EDIT: It seems that "rds-ca-ecc384-g1" just doesn't work with RDS proxy (anymore?), the proxy just stopped working again. Switching to "rds-ca-rsa4096-g1" makes it works again.
Original post:
For anyone else who is experiencing this, but none of the answers / debugging steps have helped: switch your underlying RDS cluster's Certificate authority to something else en back to what it was again.
This took met days of extremely frustrating trial and error to figure out, and I have absolutely no idea why this worked, it was pure luck that had me try this.
The CA that I use on my Aurora cluster is "rds-ca-ecc384-g1", and RDS proxy was working fine up until a few days ago. It suddenly stopped working without any changes. The behavior was exactly as the original question described.
After exhausting all logical debugging steps, including recreating the proxy, secrets, roles, networks, etc. multiple times, I just started changing random things.
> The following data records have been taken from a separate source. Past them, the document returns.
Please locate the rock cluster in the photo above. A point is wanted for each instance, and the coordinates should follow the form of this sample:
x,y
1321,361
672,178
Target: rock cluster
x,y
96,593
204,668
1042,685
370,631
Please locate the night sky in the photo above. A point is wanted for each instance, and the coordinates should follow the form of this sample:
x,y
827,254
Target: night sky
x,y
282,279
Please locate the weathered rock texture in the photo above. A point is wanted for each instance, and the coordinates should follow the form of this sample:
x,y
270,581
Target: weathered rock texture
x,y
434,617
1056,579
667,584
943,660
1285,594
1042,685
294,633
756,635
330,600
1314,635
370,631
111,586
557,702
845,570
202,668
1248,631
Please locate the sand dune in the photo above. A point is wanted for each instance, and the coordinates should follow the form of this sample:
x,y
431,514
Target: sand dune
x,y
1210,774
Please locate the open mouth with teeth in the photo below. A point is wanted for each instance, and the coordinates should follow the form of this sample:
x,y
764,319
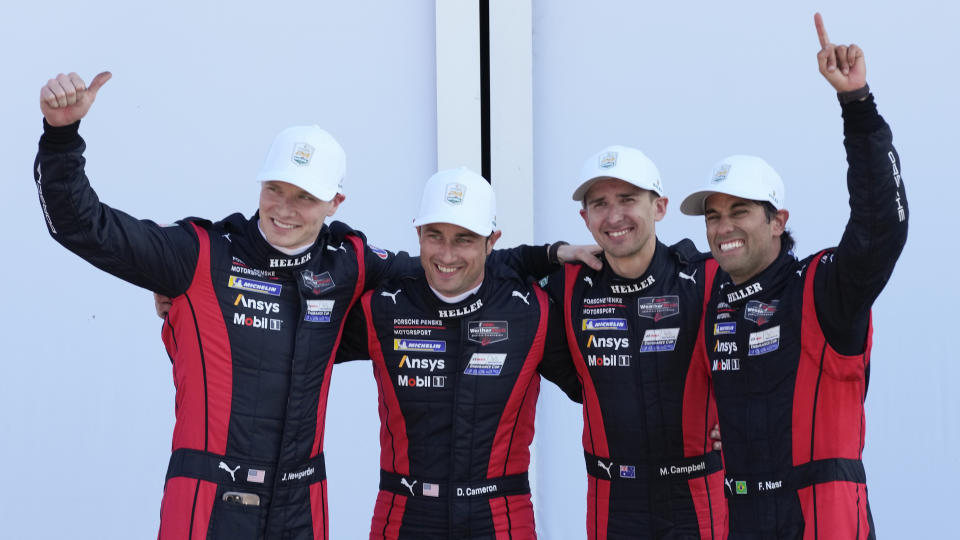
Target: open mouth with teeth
x,y
619,233
282,225
730,245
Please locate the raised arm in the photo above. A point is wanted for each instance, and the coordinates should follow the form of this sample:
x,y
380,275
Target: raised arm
x,y
161,259
850,279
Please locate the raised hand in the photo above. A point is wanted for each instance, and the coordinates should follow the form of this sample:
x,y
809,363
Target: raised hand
x,y
66,98
842,65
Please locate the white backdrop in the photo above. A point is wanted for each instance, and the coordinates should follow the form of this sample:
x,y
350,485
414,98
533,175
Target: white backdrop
x,y
200,88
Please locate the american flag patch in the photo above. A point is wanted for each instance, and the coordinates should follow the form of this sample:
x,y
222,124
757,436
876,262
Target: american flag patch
x,y
255,475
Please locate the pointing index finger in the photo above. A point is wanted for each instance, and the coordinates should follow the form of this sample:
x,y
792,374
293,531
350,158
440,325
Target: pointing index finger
x,y
821,30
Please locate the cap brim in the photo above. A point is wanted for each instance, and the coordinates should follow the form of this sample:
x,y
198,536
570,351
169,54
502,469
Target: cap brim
x,y
322,193
477,228
581,191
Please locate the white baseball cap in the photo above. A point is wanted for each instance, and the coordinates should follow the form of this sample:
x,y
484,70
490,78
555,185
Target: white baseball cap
x,y
309,158
461,197
747,177
621,162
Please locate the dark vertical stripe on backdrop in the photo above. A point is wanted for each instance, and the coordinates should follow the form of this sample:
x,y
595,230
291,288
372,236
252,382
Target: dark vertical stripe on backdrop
x,y
485,89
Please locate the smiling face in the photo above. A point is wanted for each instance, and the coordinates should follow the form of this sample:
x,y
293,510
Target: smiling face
x,y
621,218
743,241
453,257
290,217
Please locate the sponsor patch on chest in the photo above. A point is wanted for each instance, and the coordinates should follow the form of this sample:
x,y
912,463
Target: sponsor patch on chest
x,y
658,307
760,312
604,324
317,283
253,285
659,339
319,310
488,364
419,345
487,332
764,341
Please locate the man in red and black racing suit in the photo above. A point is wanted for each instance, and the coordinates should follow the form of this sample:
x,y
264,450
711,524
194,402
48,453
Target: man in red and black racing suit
x,y
633,328
457,351
789,341
253,325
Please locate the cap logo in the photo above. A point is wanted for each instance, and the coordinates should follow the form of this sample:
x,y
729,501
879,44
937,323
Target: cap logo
x,y
455,193
720,174
302,152
608,160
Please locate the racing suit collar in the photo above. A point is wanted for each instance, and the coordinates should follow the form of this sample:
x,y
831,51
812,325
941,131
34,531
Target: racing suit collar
x,y
624,286
767,282
266,256
469,305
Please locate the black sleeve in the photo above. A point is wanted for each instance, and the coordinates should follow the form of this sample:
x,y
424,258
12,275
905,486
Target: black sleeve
x,y
141,252
531,263
353,344
849,280
557,364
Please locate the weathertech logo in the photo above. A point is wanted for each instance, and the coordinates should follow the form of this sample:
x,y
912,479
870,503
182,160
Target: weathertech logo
x,y
422,381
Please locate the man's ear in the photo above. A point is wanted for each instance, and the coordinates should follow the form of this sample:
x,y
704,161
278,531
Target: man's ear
x,y
335,203
660,209
780,222
492,239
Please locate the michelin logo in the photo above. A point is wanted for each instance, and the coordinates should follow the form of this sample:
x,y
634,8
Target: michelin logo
x,y
259,305
604,324
419,345
252,285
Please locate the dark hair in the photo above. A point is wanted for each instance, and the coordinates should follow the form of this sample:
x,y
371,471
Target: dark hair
x,y
786,238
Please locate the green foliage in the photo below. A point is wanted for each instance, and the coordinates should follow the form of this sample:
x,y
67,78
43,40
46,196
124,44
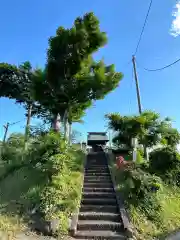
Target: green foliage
x,y
140,190
55,186
72,79
165,162
148,128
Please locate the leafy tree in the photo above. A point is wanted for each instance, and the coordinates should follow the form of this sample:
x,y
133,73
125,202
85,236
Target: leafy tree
x,y
16,83
148,128
71,77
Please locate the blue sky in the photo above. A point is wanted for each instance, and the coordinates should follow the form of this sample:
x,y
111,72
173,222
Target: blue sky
x,y
27,25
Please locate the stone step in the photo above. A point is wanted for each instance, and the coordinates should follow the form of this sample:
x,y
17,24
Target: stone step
x,y
97,180
97,177
97,174
99,208
101,235
115,217
99,201
100,189
103,166
98,184
99,195
98,225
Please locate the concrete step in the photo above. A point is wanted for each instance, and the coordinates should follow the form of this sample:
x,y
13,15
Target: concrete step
x,y
97,177
97,166
98,225
106,235
99,208
98,184
115,217
99,195
99,201
100,189
97,174
95,180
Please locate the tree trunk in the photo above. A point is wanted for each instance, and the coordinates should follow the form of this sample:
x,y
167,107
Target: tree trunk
x,y
28,124
66,129
29,115
56,124
70,134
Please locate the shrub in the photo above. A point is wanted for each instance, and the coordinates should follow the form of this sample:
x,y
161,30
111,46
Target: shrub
x,y
140,189
165,162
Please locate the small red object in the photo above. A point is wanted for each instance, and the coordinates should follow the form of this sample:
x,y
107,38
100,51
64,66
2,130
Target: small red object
x,y
120,161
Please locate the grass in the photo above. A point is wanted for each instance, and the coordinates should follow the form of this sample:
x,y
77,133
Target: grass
x,y
15,197
18,191
169,199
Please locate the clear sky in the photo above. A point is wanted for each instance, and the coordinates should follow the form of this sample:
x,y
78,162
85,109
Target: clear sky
x,y
27,25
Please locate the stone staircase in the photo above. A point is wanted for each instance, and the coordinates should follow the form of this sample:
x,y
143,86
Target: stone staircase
x,y
99,216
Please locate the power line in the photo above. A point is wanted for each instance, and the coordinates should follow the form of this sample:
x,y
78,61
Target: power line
x,y
160,69
143,27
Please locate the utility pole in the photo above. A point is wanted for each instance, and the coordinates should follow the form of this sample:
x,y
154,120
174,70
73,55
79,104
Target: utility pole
x,y
137,85
5,133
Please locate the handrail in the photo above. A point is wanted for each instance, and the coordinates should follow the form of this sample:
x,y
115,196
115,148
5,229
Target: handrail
x,y
74,219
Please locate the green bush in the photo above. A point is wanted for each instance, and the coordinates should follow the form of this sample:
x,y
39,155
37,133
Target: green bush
x,y
140,189
165,162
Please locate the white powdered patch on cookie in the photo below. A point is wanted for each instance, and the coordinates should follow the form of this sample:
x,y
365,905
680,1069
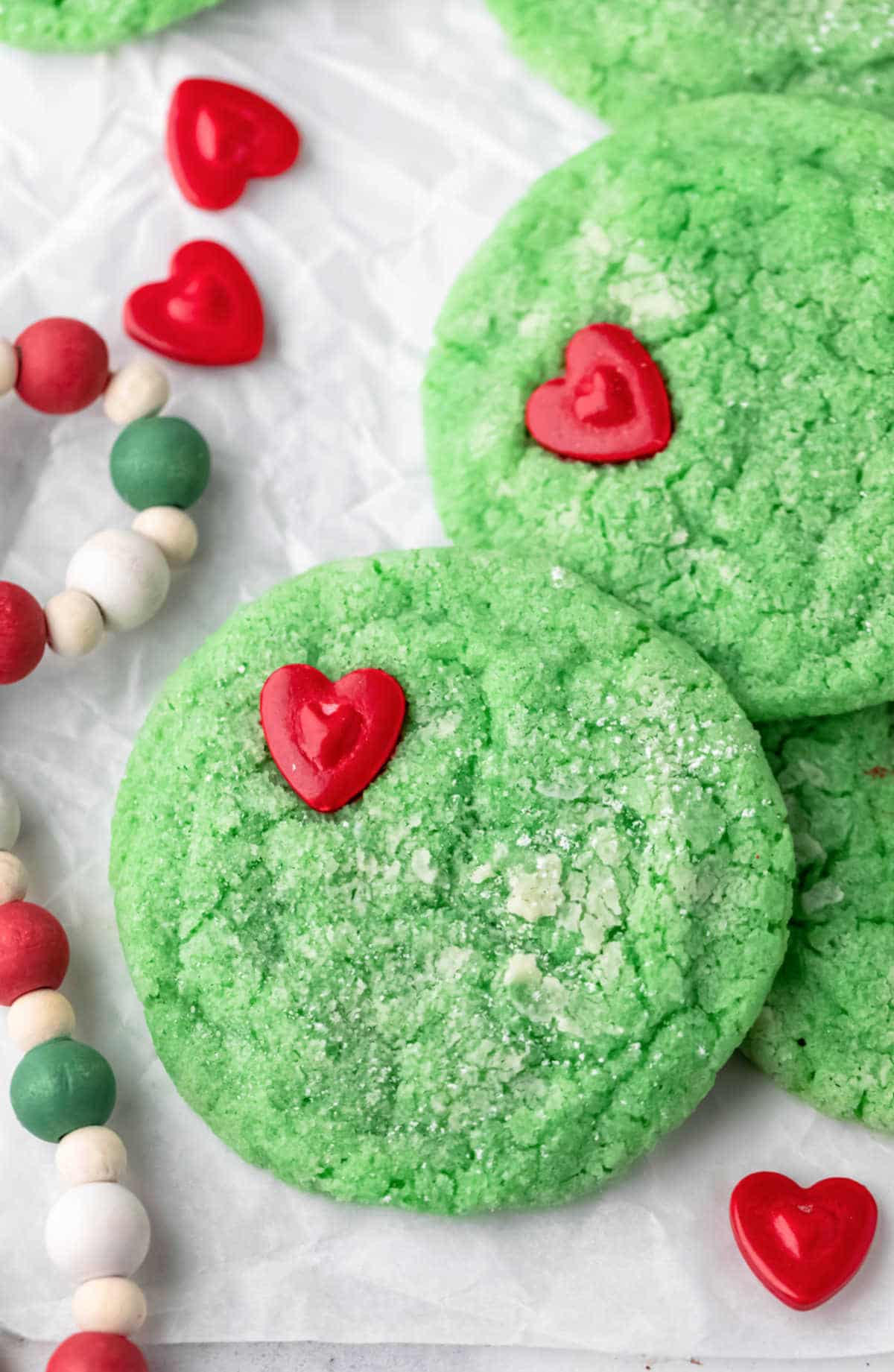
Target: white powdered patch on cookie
x,y
421,866
451,962
522,970
536,895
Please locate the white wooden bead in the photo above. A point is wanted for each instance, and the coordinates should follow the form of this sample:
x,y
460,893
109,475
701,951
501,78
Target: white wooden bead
x,y
127,575
74,625
39,1017
91,1154
110,1305
98,1231
13,879
140,388
10,815
173,530
8,367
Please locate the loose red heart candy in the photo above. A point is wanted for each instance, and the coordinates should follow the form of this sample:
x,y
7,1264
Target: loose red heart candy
x,y
207,312
220,136
612,404
328,739
804,1245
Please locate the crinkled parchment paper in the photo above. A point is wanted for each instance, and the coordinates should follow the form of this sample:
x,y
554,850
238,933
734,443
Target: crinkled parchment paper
x,y
420,130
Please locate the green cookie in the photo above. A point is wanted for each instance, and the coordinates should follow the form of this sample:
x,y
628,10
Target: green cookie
x,y
827,1031
626,57
747,246
86,25
520,957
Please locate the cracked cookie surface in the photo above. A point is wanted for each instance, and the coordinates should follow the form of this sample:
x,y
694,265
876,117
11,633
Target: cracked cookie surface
x,y
827,1029
746,244
86,25
626,57
520,957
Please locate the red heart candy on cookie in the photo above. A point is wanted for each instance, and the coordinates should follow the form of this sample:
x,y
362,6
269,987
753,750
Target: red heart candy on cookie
x,y
804,1245
207,312
220,136
612,404
328,739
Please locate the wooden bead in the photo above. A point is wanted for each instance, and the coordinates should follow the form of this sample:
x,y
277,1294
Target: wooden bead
x,y
95,1154
40,1017
34,951
63,365
161,461
109,1305
98,1353
60,1087
10,815
8,367
22,633
135,393
98,1231
74,625
173,530
13,879
125,574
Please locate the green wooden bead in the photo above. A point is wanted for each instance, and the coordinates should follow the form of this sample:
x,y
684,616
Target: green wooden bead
x,y
60,1087
161,461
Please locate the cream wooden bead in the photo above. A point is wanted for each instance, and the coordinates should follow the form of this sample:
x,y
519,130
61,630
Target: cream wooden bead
x,y
127,575
91,1154
13,879
140,388
39,1017
98,1231
10,815
8,367
74,625
173,530
109,1305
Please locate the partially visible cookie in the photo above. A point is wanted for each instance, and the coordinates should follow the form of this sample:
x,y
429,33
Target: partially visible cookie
x,y
86,25
626,57
827,1031
520,957
746,246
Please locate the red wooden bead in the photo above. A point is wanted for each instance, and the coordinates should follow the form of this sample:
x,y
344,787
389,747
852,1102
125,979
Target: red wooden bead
x,y
98,1353
63,365
22,633
34,951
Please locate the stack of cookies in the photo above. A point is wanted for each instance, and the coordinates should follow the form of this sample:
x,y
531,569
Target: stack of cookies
x,y
660,417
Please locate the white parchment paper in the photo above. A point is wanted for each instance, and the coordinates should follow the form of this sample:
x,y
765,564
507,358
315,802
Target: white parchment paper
x,y
420,130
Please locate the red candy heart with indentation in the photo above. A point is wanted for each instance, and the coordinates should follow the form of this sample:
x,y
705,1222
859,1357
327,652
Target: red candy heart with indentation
x,y
328,739
612,404
207,312
220,136
804,1245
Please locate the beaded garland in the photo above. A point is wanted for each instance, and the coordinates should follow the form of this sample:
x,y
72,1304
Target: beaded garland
x,y
63,1091
159,466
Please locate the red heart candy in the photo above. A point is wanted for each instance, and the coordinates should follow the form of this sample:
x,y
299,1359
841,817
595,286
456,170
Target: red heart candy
x,y
220,136
207,312
612,404
331,739
804,1245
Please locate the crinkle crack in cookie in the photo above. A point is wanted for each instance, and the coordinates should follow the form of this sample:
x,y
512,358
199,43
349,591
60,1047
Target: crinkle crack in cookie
x,y
827,1029
746,244
520,957
626,57
86,25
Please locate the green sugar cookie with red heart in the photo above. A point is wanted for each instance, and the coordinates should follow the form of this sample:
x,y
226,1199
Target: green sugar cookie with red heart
x,y
670,370
438,877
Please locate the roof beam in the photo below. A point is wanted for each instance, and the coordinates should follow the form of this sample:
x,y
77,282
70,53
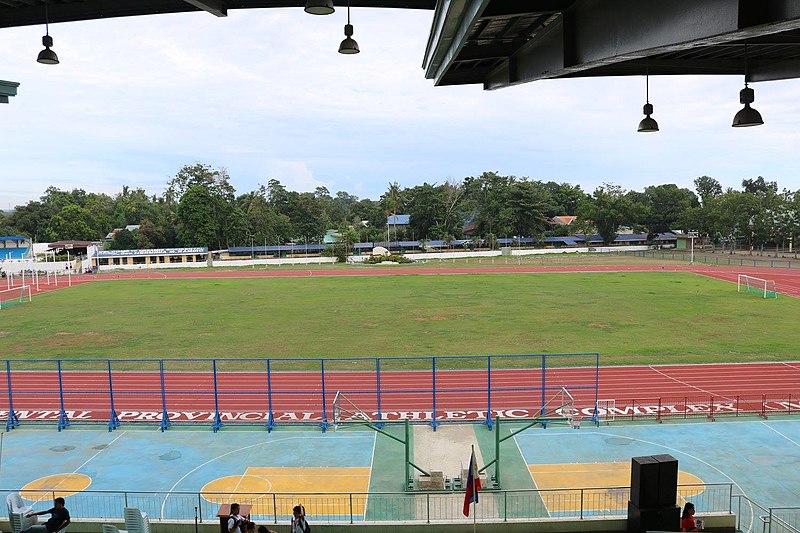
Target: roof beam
x,y
211,6
593,35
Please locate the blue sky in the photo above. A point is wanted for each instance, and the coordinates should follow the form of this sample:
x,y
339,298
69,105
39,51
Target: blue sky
x,y
264,94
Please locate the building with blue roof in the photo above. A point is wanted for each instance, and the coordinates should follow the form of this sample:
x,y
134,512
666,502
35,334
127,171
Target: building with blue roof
x,y
15,247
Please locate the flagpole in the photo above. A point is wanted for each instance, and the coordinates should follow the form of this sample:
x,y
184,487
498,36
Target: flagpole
x,y
474,508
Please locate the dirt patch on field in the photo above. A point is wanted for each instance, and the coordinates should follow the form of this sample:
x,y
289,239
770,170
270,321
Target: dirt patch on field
x,y
433,318
68,339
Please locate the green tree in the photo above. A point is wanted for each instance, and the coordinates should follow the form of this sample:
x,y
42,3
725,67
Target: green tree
x,y
72,222
707,189
607,209
123,240
196,224
665,205
530,204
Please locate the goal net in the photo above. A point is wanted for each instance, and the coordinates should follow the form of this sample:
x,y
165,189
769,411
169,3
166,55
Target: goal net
x,y
14,295
762,287
344,410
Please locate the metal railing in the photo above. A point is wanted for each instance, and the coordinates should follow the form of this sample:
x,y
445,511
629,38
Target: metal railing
x,y
416,507
275,392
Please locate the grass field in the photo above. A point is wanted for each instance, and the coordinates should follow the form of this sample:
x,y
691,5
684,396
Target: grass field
x,y
630,318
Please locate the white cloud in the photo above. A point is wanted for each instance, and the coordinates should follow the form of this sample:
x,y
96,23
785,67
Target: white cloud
x,y
264,94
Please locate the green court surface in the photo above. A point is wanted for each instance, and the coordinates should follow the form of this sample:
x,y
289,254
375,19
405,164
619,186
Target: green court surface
x,y
167,473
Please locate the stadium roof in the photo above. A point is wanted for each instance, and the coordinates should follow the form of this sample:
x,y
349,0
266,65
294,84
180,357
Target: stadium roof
x,y
28,12
498,43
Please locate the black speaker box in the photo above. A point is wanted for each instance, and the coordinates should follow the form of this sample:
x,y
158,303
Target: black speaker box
x,y
667,480
644,481
653,519
654,481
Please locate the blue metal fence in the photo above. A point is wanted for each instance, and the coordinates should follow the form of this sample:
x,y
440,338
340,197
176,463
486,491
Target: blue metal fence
x,y
273,392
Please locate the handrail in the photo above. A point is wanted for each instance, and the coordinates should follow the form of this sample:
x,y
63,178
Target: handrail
x,y
379,507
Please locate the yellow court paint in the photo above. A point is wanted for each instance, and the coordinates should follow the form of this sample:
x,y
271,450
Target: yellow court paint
x,y
271,489
56,485
600,476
As soon as I switched the CA on the Aurora cluster to "rds-ca-rsa4096-g1" the proxy started working again. I had to do this on both the primary instance and the read replicas. Before I switched the read replica CA, the primary target reported healthy, but the read replica target started reporting:
"TargetHealth": {
"State": "UNAVAILABLE",
"Reason": "CONNECTION_FAILED",
"Description": "Database handshake failed"
}
Previously, just like the primary, it also reported:
"TargetHealth": {
"State": "UNAVAILABLE",
"Description": "DBProxy Target unavailable due to an internal error"
}
After switching the read replica CA it also started reporting healthy. To be honest this makes no sense.
I have now switched them back to "rds-ca-ecc384-g1" and the proxy is still working (at least for now).